That tells us which trees are viable, but we still need to incorporate the cost function. That is where the edges from the right numbers to the sink come in. A (non-root) vertex starts with a cost of 1, then adding more children increases the cost by 3, 5, 7, ... Thus, we set the costs of the edges from each number to the sink to this sequence. Similarly, the costs of the edges from the root to the sink have costs 1, 3, 5, 7, ... The min-cost max-flow will automatically ensure that the cheaper edges get used first, so the cost of the flow will match the cost of the tree (after accounting for the initial cost of 1 for each number, which can be handled separately).

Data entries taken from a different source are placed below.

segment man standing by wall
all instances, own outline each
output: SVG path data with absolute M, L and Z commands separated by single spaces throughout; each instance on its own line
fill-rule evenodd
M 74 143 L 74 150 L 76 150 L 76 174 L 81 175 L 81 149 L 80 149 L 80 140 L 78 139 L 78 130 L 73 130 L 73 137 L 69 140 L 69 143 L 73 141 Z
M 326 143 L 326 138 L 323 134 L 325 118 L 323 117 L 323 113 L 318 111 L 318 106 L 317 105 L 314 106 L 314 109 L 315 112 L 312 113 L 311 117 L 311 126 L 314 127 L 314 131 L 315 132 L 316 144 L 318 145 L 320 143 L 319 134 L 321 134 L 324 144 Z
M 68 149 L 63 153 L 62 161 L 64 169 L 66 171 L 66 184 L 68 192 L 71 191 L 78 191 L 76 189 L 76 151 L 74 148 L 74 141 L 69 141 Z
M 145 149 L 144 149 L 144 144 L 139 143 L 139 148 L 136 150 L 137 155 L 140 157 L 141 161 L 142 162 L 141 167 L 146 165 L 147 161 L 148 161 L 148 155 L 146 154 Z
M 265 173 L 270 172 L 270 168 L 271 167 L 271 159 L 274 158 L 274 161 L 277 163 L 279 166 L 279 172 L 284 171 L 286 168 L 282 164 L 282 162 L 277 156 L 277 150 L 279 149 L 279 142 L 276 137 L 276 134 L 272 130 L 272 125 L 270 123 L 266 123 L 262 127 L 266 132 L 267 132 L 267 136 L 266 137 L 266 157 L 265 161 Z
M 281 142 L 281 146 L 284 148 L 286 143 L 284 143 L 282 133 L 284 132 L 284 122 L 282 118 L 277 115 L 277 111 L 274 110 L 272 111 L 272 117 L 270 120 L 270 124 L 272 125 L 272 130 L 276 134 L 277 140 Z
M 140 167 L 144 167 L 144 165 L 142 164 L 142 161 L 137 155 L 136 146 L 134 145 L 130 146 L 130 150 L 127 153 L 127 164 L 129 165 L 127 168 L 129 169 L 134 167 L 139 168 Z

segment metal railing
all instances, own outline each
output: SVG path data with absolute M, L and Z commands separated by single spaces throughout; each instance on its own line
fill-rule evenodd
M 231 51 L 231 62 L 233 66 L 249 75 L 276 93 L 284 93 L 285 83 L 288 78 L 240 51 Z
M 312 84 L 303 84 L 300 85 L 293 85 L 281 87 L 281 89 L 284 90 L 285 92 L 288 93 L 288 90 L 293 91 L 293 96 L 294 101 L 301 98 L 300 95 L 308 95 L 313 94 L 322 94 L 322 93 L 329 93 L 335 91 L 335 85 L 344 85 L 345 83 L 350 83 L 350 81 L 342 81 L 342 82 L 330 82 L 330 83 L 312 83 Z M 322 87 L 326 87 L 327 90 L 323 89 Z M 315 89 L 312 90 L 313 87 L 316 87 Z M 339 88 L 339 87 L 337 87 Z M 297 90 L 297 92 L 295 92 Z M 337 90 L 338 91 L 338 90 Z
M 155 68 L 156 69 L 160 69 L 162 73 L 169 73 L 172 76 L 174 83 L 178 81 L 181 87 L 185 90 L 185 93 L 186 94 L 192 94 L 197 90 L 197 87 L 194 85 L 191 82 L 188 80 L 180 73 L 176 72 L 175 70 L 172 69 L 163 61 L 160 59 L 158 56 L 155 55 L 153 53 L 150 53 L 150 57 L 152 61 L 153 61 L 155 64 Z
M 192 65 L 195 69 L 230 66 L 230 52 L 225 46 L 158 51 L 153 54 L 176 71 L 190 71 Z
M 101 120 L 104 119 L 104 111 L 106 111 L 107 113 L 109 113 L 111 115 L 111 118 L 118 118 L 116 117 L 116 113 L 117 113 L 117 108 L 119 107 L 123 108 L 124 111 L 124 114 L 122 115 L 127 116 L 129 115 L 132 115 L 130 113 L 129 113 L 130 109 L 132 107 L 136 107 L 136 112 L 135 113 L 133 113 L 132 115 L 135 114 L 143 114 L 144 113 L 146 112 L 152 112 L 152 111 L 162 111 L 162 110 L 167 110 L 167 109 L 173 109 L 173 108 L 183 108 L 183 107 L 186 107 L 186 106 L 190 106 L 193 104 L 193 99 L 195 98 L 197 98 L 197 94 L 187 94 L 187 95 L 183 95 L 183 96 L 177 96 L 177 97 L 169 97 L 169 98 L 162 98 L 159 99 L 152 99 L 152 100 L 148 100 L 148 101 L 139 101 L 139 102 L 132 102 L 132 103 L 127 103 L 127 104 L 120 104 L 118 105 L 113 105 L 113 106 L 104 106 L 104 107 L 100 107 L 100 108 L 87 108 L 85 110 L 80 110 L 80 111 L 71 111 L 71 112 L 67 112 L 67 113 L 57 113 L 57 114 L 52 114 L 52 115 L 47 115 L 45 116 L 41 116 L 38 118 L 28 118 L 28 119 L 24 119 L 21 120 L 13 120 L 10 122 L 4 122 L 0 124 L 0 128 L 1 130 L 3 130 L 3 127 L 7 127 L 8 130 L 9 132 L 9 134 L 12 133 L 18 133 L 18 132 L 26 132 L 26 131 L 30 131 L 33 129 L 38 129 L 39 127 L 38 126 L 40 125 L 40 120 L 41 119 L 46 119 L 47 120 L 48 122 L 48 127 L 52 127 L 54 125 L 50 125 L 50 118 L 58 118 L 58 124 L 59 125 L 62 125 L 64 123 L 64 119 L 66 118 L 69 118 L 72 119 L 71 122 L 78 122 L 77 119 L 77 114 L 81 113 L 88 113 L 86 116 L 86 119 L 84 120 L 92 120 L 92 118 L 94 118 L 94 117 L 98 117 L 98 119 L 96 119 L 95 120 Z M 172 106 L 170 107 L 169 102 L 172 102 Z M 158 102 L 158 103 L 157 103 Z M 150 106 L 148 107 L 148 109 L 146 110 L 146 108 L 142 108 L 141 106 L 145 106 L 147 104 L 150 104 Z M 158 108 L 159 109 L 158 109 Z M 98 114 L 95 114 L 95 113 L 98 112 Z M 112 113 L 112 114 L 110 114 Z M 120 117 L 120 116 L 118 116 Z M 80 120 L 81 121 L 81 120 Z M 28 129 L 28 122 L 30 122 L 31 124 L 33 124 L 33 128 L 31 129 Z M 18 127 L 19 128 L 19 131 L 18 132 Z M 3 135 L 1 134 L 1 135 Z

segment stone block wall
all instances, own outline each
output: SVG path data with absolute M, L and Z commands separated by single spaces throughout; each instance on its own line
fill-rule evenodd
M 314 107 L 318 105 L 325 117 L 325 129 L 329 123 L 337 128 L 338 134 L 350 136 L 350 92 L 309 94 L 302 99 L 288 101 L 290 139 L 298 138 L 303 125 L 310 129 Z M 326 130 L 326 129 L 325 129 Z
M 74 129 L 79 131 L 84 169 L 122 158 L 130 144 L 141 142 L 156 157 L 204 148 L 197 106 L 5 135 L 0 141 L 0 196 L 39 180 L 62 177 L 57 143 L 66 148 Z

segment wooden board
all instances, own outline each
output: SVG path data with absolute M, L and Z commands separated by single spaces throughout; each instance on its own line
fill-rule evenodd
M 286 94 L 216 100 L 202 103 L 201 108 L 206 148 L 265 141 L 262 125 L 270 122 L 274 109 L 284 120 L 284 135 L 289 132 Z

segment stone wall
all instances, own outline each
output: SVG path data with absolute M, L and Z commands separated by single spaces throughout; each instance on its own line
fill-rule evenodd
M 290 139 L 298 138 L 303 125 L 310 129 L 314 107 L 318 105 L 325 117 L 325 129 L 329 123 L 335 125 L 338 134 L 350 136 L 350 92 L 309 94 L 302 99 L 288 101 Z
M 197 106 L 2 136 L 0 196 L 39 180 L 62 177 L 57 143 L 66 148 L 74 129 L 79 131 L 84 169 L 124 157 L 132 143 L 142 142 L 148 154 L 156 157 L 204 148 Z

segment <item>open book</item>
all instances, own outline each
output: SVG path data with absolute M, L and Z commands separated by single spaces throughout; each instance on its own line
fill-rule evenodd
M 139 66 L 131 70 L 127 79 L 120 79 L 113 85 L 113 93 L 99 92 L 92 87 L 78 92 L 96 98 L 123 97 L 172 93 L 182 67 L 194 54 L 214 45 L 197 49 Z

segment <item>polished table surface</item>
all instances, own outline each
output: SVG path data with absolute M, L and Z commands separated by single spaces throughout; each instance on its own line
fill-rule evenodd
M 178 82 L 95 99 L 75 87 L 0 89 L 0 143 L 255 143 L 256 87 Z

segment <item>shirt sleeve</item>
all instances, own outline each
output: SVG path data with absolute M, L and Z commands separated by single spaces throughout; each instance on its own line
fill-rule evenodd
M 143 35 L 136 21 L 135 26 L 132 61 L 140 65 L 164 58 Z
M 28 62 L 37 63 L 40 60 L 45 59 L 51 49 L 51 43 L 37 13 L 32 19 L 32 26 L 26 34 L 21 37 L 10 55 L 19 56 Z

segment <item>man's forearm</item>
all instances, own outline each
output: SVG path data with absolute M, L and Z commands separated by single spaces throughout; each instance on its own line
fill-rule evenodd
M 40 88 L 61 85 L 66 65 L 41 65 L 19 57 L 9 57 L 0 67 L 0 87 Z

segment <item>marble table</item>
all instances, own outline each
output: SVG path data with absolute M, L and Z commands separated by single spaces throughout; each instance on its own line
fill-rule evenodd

This one requires a fairly solid grasp on linear algebra and vector spaces. The set with \(2^k\) elements is a vector subspace of \(\mathbb{Z}_2^N\) of dimension k, for some unknown N. It will have a basis of size k. To deal more easily with ordering, we will choose to consider a particular canonical basis. Given an arbitrary initial basis, one can use Gaussian reduction and back propagation to obtain a (unique) basis with the following property: the leading 1 bit in each basis element is a 0 bit in every other basis element. With this basis, it is not difficult to see that including any basis element in a sum will increase rather than decrease the sum. The combination of basis elements forming the ith sorted element is thus given exactly by the binary representation of i.

We can now take the information we're given an recast it is a set of linear equations. Furthermore, we can perform Gaussian elimination on these linear equations (which we actually do in code, unlike the thought experiment Gaussian elimination above). This leaves some basis elements fixed (uniquely determined by the smaller basis elements) and others free. Because of the constraints of the basis elements, we also get some more information. If basis i appears in an equation, its leading bit must correspond to a 1 bit in the value (and to the first 1 bit, if i is the leading basis in the equation). Similarly, if basis i does not appear, then it must correspond to a 0 bit in the value. This allows us to build a mask of where the leading bit for each basis element can be.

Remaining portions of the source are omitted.